What preparation seems to have been made for it in the conformation of the ground, even in the deep underlying geological strata! Vast rocks and ledges are piled for it, or cleft asunder that it may find a way. Sometimes it is a trickling thread of silver down the sides of a seamed and scarred precipice. Then again the stratified rock is like a just-lifted lid, from beneath which the water issues. Or it slips noiselessly out of a deep dimple in the fields. Occasionally it bubbles up in the valley, as if forced up by the surrounding hills. Many springs, no doubt, find an outlet in the beds of the large rivers and lakes, and are unknown to all but the fishes. They probably find them out and make much of them. The trout certainly do. Find a place in the creek where a spring issues, or where it flows into it from a near bank, and you have found a most likely place for trout. They deposit their spawn there in the fall, warm their noses there in winter, and cool themselves there in summer. I have seen the patriarchs of the tribe of an old and much-fished stream, seven or eight enormous fellows, congregated in such a place. The boys found it out, and went with a bag and bagged them all. In another place a trio of large trout, that knew and despised all the arts of the fishermen, took up their abode in a deep, dark hole in the edge of the wood, that had a spring flowing into a shallow part of it. In midsummer they were wont to come out from their safe retreat and bask in the spring, their immense bodies but a few inches under water. A youth, who had many times vainly sounded their dark hiding-place with his hook, happening to come along with his rifle one day, shot the three, one after another, killing them by the concussion of the bullet on the water immediately over them.

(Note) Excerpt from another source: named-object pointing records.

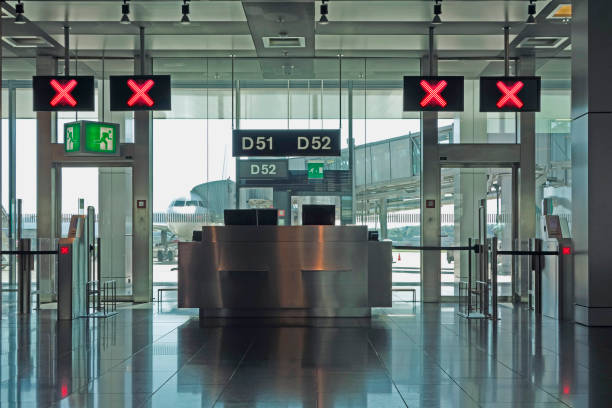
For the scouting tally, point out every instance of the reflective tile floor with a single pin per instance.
(412, 355)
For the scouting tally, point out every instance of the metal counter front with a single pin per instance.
(284, 271)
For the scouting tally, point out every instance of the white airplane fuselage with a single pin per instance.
(185, 215)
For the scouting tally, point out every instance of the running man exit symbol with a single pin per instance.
(315, 170)
(107, 139)
(72, 137)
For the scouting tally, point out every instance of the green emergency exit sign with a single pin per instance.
(315, 170)
(91, 138)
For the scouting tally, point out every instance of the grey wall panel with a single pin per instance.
(401, 158)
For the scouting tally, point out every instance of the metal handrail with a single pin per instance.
(18, 252)
(437, 248)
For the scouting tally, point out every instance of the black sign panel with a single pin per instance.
(140, 92)
(263, 169)
(323, 142)
(433, 93)
(62, 93)
(510, 94)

The ocean itself is known to possess springs, copious ones, in many places the fresh water rising up through the heavier salt as through a rock, and affording supplies to vessels at the surface. Off the coast of Florida many of these submarine springs have been discovered, the outlet, probably, of the streams and rivers that disappear in the "sinks" of that State.

It is a pleasant conception, that of the unscientific folk, that the springs are fed directly by the sea, or that the earth is full of veins or arteries that connect with the great reservoir of waters. But when science turns the conception over and makes the connection in the air,—disclosing the great water-main in the clouds, and that the mighty engine of the hydraulic system of nature is the sun,—the fact becomes even more poetical, does it not? This is one of the many cases where science, instead of curtailing the imagination, makes new and large demands upon it.

The hills are great sponges that do not and cannot hold the water that is precipitated upon them, but let it filter through at the bottom. This is the way the sea has robbed the earth of its various salts, its potash, its lime, its magnesia, and many other mineral elements. It is found that the oldest upheavals, those sections of the country that have been longest exposed to the leeching and washing of the rains, are poorest in those substances that go to the making of the osseous framework of man and of the animals. Wheat does not grow well there, and the men born and reared there are apt to have brittle bones. An important part of those men went downstream ages before they were born. The water of such sections is now soft and free from mineral substances, but not more wholesome on that account.